Todas as pautas conduzem, de alguma forma, a uma matriz de pensamento cuja principal característica é a substituição da “humilde curiosidade” pelo dogma que não admite contraste.
A imprensa brasileira faz tão pouco caso do julgamento que lhe trará o futuro, que parece mesmo movida pela crença na hipótese do “fim da História”. Não se trata, apenas, do alinhamento automático com este ou aquele partido ou agrupamento político: a imprensa só é fiel a si mesma, a seus valores e sua ideologia.
Mesmo os políticos, economistas, empresários, magistrados e outros protagonistas que contam com o apoio explícito das redações, aqueles que têm suas opiniões exibidas a qualquer pretexto, não passam de massa de manobra. Se, no decorrer de determinada campanha eleitoral, este ou aquele aliado for considerado um obstáculo ao propósito da mídia tradicional, será descartado liminarmente.

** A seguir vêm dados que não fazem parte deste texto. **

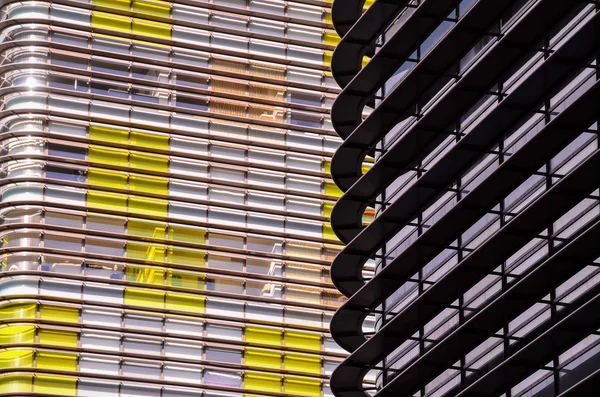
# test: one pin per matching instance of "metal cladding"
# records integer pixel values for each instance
(486, 239)
(165, 198)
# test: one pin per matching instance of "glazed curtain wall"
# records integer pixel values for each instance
(165, 199)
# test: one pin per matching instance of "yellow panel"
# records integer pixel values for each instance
(120, 4)
(58, 313)
(15, 311)
(331, 189)
(145, 298)
(262, 359)
(302, 362)
(138, 227)
(186, 257)
(107, 178)
(328, 232)
(148, 139)
(302, 386)
(109, 134)
(186, 279)
(105, 155)
(107, 201)
(187, 234)
(146, 184)
(365, 61)
(112, 22)
(19, 358)
(147, 206)
(257, 381)
(327, 208)
(145, 274)
(59, 338)
(263, 335)
(302, 340)
(152, 162)
(16, 383)
(185, 302)
(152, 29)
(55, 385)
(56, 361)
(17, 334)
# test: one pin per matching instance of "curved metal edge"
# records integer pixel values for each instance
(541, 147)
(346, 61)
(346, 162)
(552, 204)
(548, 275)
(366, 189)
(587, 387)
(345, 13)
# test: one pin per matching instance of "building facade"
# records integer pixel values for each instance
(166, 198)
(486, 191)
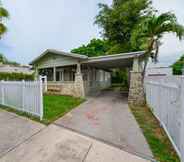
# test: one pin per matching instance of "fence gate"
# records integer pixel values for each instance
(26, 96)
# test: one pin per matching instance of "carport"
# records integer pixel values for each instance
(132, 61)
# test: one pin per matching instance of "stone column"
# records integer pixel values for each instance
(136, 90)
(79, 83)
(36, 75)
(54, 74)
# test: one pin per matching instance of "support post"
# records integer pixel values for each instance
(136, 90)
(36, 74)
(79, 83)
(2, 91)
(23, 94)
(41, 98)
(54, 74)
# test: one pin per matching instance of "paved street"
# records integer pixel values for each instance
(56, 144)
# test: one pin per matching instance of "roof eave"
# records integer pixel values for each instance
(76, 56)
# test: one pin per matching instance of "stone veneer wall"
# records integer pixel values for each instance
(136, 90)
(62, 88)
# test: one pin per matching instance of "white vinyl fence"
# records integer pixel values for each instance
(24, 96)
(167, 103)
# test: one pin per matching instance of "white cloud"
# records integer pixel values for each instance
(36, 25)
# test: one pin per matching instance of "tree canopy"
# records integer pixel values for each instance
(119, 20)
(149, 32)
(178, 66)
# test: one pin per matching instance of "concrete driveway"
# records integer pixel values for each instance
(23, 140)
(14, 130)
(107, 117)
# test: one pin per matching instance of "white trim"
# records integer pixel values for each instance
(52, 51)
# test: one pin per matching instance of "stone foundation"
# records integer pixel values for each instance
(136, 90)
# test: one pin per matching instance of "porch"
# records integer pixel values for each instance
(63, 80)
(78, 75)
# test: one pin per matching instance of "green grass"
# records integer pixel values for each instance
(57, 106)
(160, 144)
(54, 108)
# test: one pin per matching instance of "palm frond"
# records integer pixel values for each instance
(3, 12)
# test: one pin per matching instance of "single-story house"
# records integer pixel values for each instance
(7, 68)
(79, 75)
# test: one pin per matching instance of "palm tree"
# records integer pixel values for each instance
(3, 14)
(148, 34)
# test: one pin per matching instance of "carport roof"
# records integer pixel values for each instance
(113, 61)
(107, 61)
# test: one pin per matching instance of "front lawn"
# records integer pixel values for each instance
(160, 145)
(57, 106)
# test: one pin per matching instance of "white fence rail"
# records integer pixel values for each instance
(167, 103)
(23, 96)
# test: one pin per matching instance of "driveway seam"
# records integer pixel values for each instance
(84, 159)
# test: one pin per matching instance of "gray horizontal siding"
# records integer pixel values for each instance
(55, 60)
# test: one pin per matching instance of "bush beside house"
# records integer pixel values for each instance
(178, 66)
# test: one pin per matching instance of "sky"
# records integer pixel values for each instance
(37, 25)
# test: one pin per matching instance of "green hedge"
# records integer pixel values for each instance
(16, 76)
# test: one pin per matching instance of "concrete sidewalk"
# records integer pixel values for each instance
(14, 130)
(56, 144)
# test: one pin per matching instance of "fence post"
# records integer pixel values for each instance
(182, 120)
(41, 98)
(2, 91)
(23, 93)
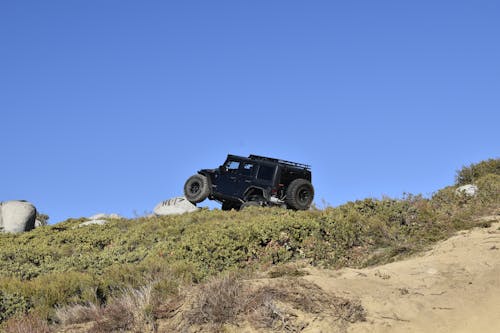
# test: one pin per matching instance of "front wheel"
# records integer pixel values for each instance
(299, 194)
(247, 204)
(197, 188)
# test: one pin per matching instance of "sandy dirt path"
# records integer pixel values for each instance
(454, 287)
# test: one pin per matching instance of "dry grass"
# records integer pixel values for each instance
(77, 314)
(273, 306)
(131, 311)
(30, 323)
(217, 302)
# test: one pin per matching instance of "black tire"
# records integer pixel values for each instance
(227, 205)
(299, 194)
(197, 188)
(249, 204)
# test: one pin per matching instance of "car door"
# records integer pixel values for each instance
(246, 177)
(226, 183)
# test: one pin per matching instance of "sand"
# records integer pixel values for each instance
(454, 287)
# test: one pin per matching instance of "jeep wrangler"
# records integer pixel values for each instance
(253, 181)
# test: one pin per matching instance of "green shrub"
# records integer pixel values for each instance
(62, 264)
(470, 174)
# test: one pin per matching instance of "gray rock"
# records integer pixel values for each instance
(175, 206)
(17, 216)
(468, 190)
(91, 222)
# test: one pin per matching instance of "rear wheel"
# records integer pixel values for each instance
(227, 205)
(197, 188)
(299, 194)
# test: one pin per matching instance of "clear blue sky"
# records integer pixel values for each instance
(109, 106)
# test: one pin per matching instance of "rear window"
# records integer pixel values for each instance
(265, 172)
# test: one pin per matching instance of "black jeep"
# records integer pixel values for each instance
(253, 181)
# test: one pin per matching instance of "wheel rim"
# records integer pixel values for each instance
(304, 195)
(194, 188)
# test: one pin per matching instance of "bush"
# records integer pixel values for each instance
(470, 174)
(62, 265)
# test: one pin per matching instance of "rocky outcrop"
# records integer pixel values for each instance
(17, 216)
(175, 206)
(99, 219)
(468, 190)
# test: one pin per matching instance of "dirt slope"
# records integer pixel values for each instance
(455, 287)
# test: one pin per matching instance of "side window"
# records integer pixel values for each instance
(232, 166)
(247, 168)
(266, 172)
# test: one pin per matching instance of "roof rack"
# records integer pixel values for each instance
(275, 160)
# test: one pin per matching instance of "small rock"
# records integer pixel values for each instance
(17, 216)
(175, 206)
(101, 216)
(91, 222)
(468, 190)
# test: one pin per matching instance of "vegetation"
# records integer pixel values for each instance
(473, 172)
(66, 274)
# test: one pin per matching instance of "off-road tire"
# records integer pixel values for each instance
(228, 205)
(299, 194)
(197, 188)
(247, 204)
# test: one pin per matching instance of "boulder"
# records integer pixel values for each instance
(17, 216)
(175, 206)
(468, 190)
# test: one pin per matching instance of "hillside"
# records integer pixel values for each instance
(211, 269)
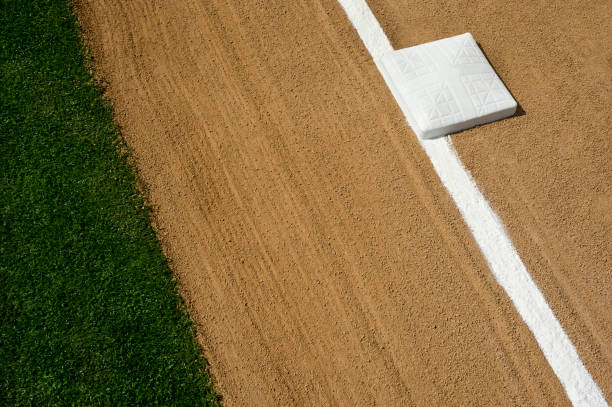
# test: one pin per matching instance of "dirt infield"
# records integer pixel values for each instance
(548, 171)
(320, 257)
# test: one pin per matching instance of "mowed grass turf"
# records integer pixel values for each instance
(89, 312)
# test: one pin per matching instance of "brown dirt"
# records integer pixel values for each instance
(321, 259)
(547, 172)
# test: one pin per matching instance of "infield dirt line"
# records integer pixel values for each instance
(321, 258)
(498, 250)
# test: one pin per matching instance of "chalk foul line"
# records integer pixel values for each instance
(490, 235)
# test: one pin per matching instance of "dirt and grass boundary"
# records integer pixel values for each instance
(89, 312)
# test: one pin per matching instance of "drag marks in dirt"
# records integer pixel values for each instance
(489, 233)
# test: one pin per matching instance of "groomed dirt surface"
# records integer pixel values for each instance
(548, 171)
(320, 257)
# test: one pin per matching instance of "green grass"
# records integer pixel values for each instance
(89, 313)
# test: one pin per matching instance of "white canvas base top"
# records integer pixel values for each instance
(446, 86)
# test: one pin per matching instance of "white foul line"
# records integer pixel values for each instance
(489, 233)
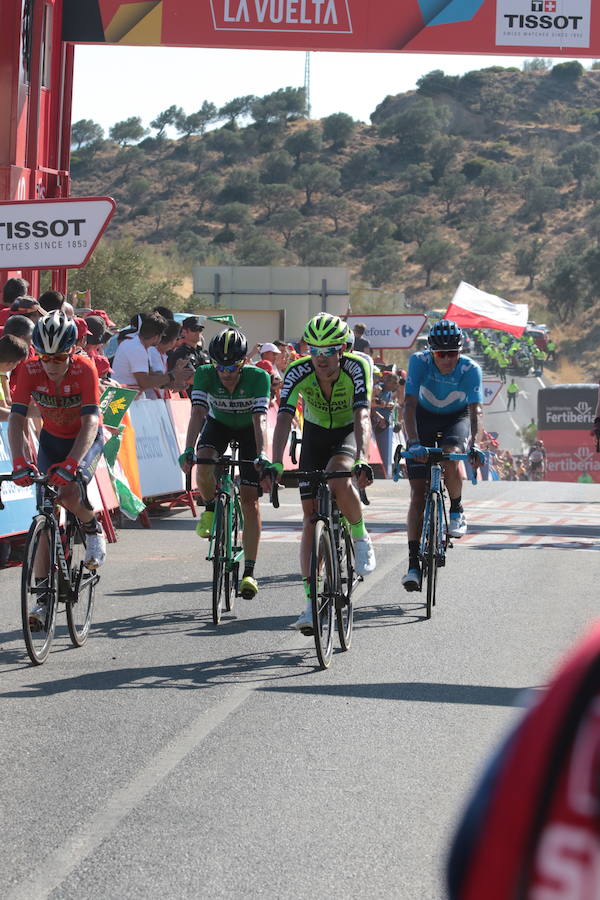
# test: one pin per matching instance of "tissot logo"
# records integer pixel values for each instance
(282, 15)
(550, 23)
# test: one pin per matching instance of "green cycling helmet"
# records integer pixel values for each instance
(325, 330)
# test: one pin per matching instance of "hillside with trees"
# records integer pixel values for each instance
(492, 177)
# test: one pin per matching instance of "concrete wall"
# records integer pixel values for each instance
(268, 288)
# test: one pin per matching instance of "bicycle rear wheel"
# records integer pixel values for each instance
(219, 559)
(430, 562)
(232, 571)
(82, 587)
(344, 610)
(322, 587)
(41, 595)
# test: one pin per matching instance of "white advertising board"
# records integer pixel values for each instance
(156, 449)
(52, 234)
(390, 331)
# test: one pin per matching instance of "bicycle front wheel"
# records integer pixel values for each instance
(219, 555)
(343, 605)
(431, 559)
(82, 586)
(39, 596)
(322, 592)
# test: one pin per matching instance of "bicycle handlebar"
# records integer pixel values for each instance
(434, 455)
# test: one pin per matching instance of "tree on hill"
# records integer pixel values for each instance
(85, 131)
(338, 128)
(316, 178)
(304, 142)
(129, 131)
(434, 254)
(236, 109)
(167, 117)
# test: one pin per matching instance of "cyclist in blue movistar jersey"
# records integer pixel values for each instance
(443, 395)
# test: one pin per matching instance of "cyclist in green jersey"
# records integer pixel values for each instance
(336, 391)
(229, 402)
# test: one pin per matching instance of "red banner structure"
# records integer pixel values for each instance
(531, 27)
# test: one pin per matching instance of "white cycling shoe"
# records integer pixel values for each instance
(95, 550)
(365, 555)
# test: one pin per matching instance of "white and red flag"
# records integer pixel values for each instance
(472, 308)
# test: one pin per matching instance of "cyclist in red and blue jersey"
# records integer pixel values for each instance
(443, 395)
(66, 389)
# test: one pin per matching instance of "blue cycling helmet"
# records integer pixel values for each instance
(445, 335)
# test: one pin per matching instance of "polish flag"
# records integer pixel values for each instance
(472, 308)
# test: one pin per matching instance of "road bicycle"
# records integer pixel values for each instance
(435, 540)
(67, 581)
(332, 570)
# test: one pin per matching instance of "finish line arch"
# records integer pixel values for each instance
(37, 39)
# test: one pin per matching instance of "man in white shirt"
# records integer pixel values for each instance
(132, 366)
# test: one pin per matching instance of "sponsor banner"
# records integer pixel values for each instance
(156, 449)
(390, 332)
(48, 234)
(567, 407)
(19, 503)
(543, 23)
(461, 26)
(491, 389)
(570, 456)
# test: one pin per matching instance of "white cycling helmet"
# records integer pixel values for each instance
(54, 333)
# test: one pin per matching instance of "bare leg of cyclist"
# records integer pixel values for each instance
(207, 485)
(250, 539)
(414, 525)
(348, 501)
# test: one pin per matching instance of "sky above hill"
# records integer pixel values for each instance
(113, 83)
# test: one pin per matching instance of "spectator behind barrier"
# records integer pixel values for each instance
(131, 365)
(51, 300)
(13, 350)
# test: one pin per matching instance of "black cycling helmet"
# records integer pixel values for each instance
(228, 347)
(445, 335)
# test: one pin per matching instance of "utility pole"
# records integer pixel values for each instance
(307, 81)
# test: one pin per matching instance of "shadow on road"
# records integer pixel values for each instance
(417, 692)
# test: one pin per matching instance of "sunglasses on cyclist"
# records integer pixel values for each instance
(325, 351)
(234, 368)
(53, 357)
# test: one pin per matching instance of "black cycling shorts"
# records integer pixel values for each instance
(318, 446)
(455, 429)
(53, 449)
(217, 436)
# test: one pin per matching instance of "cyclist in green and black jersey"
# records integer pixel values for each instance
(229, 402)
(336, 391)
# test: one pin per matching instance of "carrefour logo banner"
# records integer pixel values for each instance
(461, 26)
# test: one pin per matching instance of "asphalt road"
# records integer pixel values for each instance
(169, 758)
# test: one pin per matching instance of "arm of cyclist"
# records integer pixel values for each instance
(413, 443)
(362, 433)
(280, 438)
(197, 419)
(476, 418)
(23, 468)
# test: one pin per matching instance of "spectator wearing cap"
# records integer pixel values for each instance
(20, 327)
(51, 300)
(131, 365)
(13, 350)
(97, 337)
(191, 348)
(360, 342)
(12, 290)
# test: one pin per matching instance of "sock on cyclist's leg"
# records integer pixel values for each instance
(358, 529)
(413, 555)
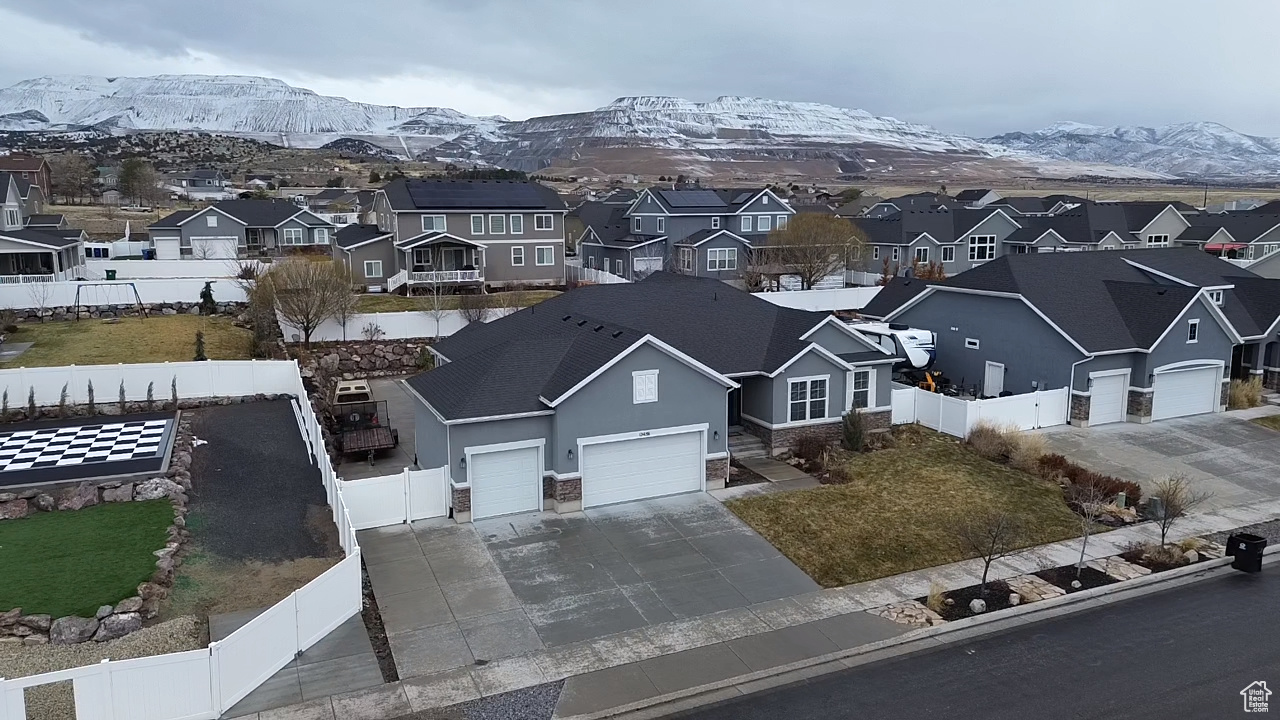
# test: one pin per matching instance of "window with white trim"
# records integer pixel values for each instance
(644, 387)
(722, 259)
(862, 388)
(686, 259)
(982, 247)
(807, 399)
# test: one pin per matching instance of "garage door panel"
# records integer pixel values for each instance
(1109, 399)
(1185, 392)
(504, 482)
(641, 468)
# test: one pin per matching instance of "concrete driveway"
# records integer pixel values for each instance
(1223, 454)
(453, 595)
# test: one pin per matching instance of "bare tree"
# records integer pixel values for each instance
(307, 292)
(988, 534)
(1176, 497)
(813, 246)
(475, 306)
(41, 295)
(1088, 502)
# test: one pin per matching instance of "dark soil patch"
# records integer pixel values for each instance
(373, 619)
(743, 475)
(1064, 575)
(996, 597)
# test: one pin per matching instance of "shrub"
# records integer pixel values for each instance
(812, 447)
(854, 432)
(991, 442)
(1244, 393)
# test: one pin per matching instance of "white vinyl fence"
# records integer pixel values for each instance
(391, 500)
(202, 684)
(822, 300)
(118, 292)
(955, 417)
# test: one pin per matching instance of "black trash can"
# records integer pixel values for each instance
(1246, 551)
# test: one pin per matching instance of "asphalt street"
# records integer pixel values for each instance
(1187, 652)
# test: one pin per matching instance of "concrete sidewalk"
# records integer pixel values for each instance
(639, 665)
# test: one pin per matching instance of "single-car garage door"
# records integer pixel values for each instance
(640, 468)
(1109, 399)
(504, 482)
(1185, 392)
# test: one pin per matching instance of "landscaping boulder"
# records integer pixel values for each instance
(13, 510)
(36, 621)
(72, 630)
(118, 625)
(77, 497)
(155, 488)
(123, 493)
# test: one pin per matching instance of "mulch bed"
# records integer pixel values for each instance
(997, 598)
(743, 477)
(1064, 575)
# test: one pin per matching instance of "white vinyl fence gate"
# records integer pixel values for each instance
(955, 417)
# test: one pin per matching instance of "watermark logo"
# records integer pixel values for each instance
(1256, 697)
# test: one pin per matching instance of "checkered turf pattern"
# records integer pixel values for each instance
(53, 447)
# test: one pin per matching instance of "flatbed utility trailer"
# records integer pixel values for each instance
(365, 427)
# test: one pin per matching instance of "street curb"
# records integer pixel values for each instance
(922, 639)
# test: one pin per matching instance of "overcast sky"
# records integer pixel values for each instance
(979, 67)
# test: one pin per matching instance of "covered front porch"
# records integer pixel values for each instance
(438, 259)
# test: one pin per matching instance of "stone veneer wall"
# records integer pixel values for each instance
(1139, 405)
(370, 359)
(1080, 405)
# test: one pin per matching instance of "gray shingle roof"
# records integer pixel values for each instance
(504, 365)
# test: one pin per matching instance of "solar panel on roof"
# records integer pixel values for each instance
(691, 199)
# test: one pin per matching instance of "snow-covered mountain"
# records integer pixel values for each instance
(1185, 149)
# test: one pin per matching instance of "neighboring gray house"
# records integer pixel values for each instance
(707, 232)
(240, 228)
(472, 232)
(1137, 336)
(366, 251)
(618, 392)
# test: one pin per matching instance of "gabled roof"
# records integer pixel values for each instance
(1102, 301)
(356, 235)
(506, 365)
(442, 194)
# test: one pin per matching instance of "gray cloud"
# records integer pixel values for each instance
(978, 68)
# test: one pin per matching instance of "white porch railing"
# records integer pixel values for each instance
(446, 277)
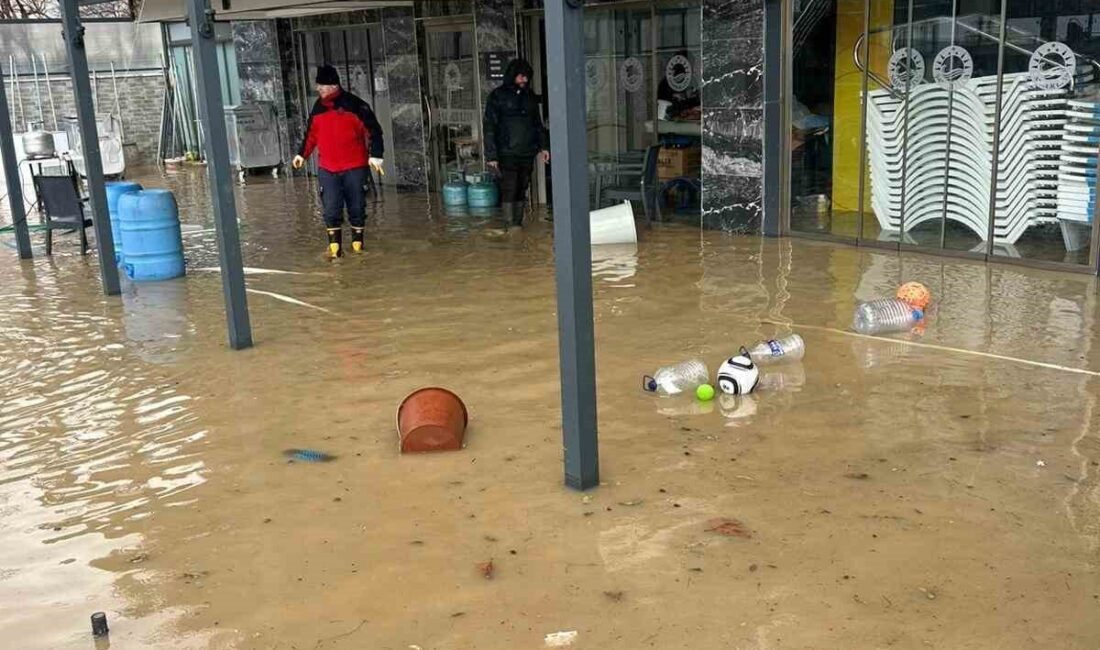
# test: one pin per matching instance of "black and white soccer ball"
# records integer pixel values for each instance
(738, 375)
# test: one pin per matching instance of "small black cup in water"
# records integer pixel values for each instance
(99, 625)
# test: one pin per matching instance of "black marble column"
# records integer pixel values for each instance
(403, 80)
(495, 31)
(292, 89)
(260, 72)
(733, 114)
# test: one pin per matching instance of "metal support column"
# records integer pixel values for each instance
(73, 33)
(776, 153)
(212, 118)
(12, 178)
(564, 36)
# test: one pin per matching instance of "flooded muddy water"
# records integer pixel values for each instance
(886, 494)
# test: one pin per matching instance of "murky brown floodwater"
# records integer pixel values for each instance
(897, 496)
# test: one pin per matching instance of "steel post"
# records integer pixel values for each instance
(212, 118)
(73, 33)
(12, 178)
(776, 156)
(564, 30)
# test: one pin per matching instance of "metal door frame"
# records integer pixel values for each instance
(438, 25)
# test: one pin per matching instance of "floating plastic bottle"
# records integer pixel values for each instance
(776, 350)
(884, 315)
(673, 379)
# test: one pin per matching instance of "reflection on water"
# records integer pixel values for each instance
(737, 409)
(154, 317)
(142, 467)
(615, 263)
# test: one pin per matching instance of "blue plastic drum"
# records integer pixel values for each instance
(149, 220)
(113, 191)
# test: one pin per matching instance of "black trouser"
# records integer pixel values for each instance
(340, 189)
(515, 177)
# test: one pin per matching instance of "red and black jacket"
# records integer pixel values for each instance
(345, 133)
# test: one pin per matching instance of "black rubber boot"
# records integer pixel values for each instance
(356, 239)
(508, 212)
(336, 242)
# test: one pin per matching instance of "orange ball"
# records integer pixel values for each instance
(915, 294)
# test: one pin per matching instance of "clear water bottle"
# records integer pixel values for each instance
(884, 315)
(788, 349)
(673, 379)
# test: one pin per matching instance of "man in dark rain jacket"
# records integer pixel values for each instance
(514, 136)
(348, 138)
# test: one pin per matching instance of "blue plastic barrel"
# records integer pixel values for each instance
(114, 190)
(149, 220)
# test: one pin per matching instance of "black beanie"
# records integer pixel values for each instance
(327, 76)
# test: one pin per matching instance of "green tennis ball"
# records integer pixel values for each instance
(704, 393)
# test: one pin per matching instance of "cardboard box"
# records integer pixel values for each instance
(679, 162)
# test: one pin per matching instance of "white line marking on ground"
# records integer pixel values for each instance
(1053, 366)
(288, 299)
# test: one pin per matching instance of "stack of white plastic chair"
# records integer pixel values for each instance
(942, 162)
(1077, 174)
(1032, 123)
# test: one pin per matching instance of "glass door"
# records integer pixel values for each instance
(453, 99)
(620, 84)
(1049, 136)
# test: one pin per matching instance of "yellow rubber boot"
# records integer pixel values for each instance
(334, 242)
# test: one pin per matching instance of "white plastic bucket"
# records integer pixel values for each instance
(613, 226)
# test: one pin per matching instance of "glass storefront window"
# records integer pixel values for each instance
(978, 138)
(642, 74)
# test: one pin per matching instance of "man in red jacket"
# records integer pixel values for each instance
(348, 138)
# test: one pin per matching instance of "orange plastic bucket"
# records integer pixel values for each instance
(431, 419)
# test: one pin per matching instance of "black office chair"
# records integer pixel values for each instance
(63, 207)
(645, 189)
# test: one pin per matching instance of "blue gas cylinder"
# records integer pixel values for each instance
(114, 190)
(483, 193)
(454, 190)
(149, 220)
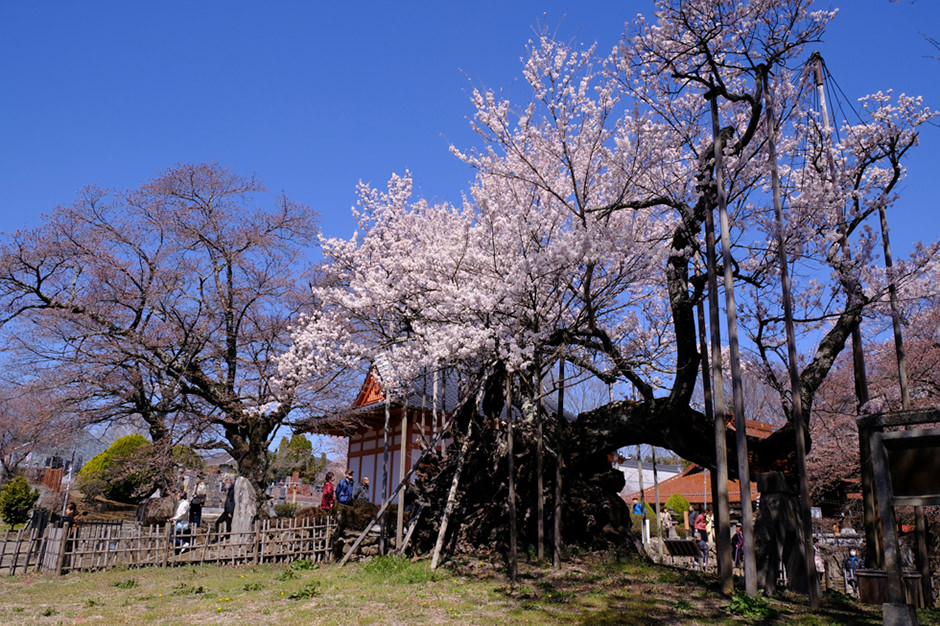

A imprensa é um campo de batalha dentro do processo civilizatório, e seus soldados são intelectuais cooptados para uma visão de mundo cada vez mais restritiva. Restam poucas cabeças independentes, e sua função não é a de assegurar diversidade ao conteúdo jornalístico, mas preservar a justificativa moral do jornalismo.
Por esse motivo, ao analisar certos textos de articulistas que se esforçam para manter seu espaço nas colunas de opinião dos jornais ou em programas de televisão outrora respeitados, eventualmente o observador se vê tomado por um sentimento de piedade, ao constatar como a obsessão pelos holofotes pode apagar os últimos resquícios de dignidade profissional.
Mas a piedade é um sentimento perverso. Não há inocentes na imprensa.